【ニュース】 老舗うどん店の歌行燈、未利用魚を活用したメニューの常時提供を開始、「オオニベ」などを商品化 三重県桑名市

2023.05.19
明治10年創業で全国に35店舗のうどん店を展開する株式会社歌行燈(三重県桑名市、横井健祐代表)は2023年4月28日、株式会社On-Co(三重県桑名市、水谷岳史代表・藤田恭兵代表)が手掛ける「丘漁師組合プロジェクト」とコラボレーションし、未利用魚を活用したグランドメニューの提供を開始した。
地域にある、認知度の低い食材のおいしさを常時伝えることで、未利用魚や低活用魚の消費を促進し、持続可能な漁業、ひいては豊かな食料調達への貢献を目指す。

三重県で主に行われる底曳き漁やまき網漁では、様々な水産物が獲れるが、そこから流通するのは名前の知られた魚ばかりで、未利用魚が廃棄される一方、大衆魚が枯渇するアンバランスな状態は、漁業従事者の利益減少をもたらし、将来的な水産資源の枯渇につながる可能性があるという。

こうした中、同社では、2023年4月28日より「オオニベ」などの未利用魚をグランドメニュー化(常時提供)。
メニュー公開直後から想定の4倍の注文があり、開始1週間で1か月分の在庫を完売した。

「オオニベ」は、主に四国の太平洋側や九州地方で水揚げされ、宮崎県などでは養殖もされるほど人気の魚。
昨今の気候変動等の影響により、伊勢志摩の海でも定置網漁にかかることが増えたが、三重県では認知度が低く、あまり流通していないという。
味はたんぱくであっさりしながら、しっかり味わいがあり、白身魚として天ぷらやフライなどに最適だとしている。

今後は、今回のオオニベや昨年扱ったサバフグ以外の未利用魚でも、期間限定メニューから挑戦。
和歌山などの地域でおいしい魚として古くから愛されている「ウツボ」を検討しているほか、持続可能な漁業への貢献として、三重県が力を入れている伊勢真鯛やブリなど地元食材も積極的に活用していくとしている。

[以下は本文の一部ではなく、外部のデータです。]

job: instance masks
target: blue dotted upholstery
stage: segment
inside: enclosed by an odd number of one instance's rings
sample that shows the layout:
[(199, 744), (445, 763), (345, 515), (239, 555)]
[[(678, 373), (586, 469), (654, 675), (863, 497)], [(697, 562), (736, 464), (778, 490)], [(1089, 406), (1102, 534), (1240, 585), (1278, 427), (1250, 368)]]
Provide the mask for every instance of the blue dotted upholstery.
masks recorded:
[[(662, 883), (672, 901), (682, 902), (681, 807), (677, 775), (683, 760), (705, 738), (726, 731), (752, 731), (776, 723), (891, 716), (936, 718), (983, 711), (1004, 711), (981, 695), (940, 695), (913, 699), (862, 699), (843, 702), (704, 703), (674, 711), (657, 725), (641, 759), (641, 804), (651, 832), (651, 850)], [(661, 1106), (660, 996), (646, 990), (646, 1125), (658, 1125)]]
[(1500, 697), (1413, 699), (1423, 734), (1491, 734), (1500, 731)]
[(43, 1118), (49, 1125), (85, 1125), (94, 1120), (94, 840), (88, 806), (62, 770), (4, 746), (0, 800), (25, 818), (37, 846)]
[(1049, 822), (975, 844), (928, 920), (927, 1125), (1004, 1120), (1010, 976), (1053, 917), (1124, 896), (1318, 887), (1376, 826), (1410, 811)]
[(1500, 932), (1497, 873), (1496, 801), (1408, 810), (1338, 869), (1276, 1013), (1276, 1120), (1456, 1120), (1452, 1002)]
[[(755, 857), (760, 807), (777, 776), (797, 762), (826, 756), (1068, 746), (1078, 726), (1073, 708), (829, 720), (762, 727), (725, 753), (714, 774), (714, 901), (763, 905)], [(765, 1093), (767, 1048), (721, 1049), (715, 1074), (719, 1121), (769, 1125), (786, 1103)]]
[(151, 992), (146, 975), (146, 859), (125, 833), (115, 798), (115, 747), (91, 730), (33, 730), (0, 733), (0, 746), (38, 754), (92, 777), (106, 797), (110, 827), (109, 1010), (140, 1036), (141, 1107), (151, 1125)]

白身魚の天ぷらとしてオオニベを使用したメニューは、釜揚げうどん・天ぷら・ごはんのセット「歌行燈(松)」(税抜1,500円)、天丼・小麺・茶碗蒸しのセット「海老と白身魚の天丼御膳」(税抜1,590円)など。
その他、白身魚の天ぷら・フライ(単品)なども用意した。
販売店舗は、歌行燈本店・桑名駅前店・大山田店・四日市ときわ店・名張店・鈴鹿店。